The tragedy of The USS "Indianapolis", is also a tale of heroism during War. Fault was debated and denied for years. Next to The "Arizona", "Indianapolis" bears the title for most loss of life on a US Naval vessel during World War II. "Indianapolis" was a "Portland"-Class of Heavy Cruiser, launched in 1939. She displaced over 9,000-tons and was 584-feet long. She was named for The American City of Indianapolis (State of Indiana). She served as US President Franklin Roosevelt's Ship during a US Cruise of The East Coast on 1940 (before being assigned to The Pacific Fleet at Pearl Harbor, Hawaii).


Armed with (9) 8-inch Main Guns, (8) 5-inch Anti-Aircraft Guns and (20) Anti-Submarine Explosive Devices, "Indianapolis" was also armored with 3-inch plate. She could carry (4) Float/Observation Planes as well. "Indianapolis" served as Flagship of The US 5th Pacific Fleet. She was on Patrol during The Japanese Attack on Pearl Harbor. She was also one of the first American ships to try and locate the Strike Fleet (December 8th).


She fought in several key battles in The Pacific. However, The "Indianapolis" earned her "fame" through tragedy, not glory.
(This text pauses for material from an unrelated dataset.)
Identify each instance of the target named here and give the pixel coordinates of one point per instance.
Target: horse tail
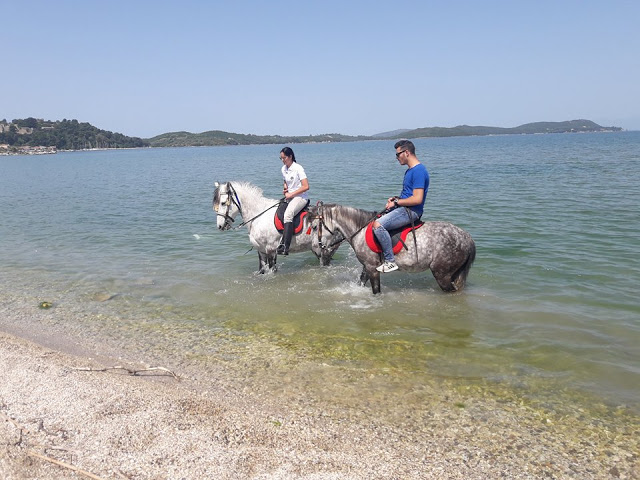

In August of 1945, she was detailed to a Top Secret mission of transporting the primary arming components of America's first Atomic Bomb (to Tinian Atoll). So secret, that The "Indianapolis" had to maintain "radio silence" for 4 days. On her way back from completing her mission, she was hit by a Japanese Torpedo. Striking her amidships, the hit ignited her powder magazine. The resulting explosion  instantly killed 200 Sailors. The remain 900-odd if her over 1,900 crew went into the Pacific. Due to the speed of the attack, mist could not retrieve Life vests or deploy Boats. The men clung together or used bits and pieces of wreckage. Next came the sharks.


Most of the survivors were badly wounded or burned. The "feeding frenzy" (brought about by the blood in the water), caused hundreds of sharks to converge on the location .  One by one, the survivors were pulled down. Luckily, a passing Catalina PBY saw the survivors and radioed their position. The brave Pilot landed in the water and picked up 56 men. He was too heavy to fly, instead "driving" his Plane as a Boat all the way to Base. All told, only 317 were saved.


The Navy blamed surviving Captain Charles McVay. Citing his failure to deploy his ship in a "zigzag" pattern, McVay was dishonored. He committed suicide in 1968. However, records later found, indicate that had the "radio silence" and rule regarding a ship having to be unheard from for 4 days, before a search and rescue - may have saved many more. In addition, it wad determined that the "zigzag" tactic is at Captain's "discretion" and not a requirement. "Indianapolis" paid the ultimate price for a mission that would help end World War II several weeks later.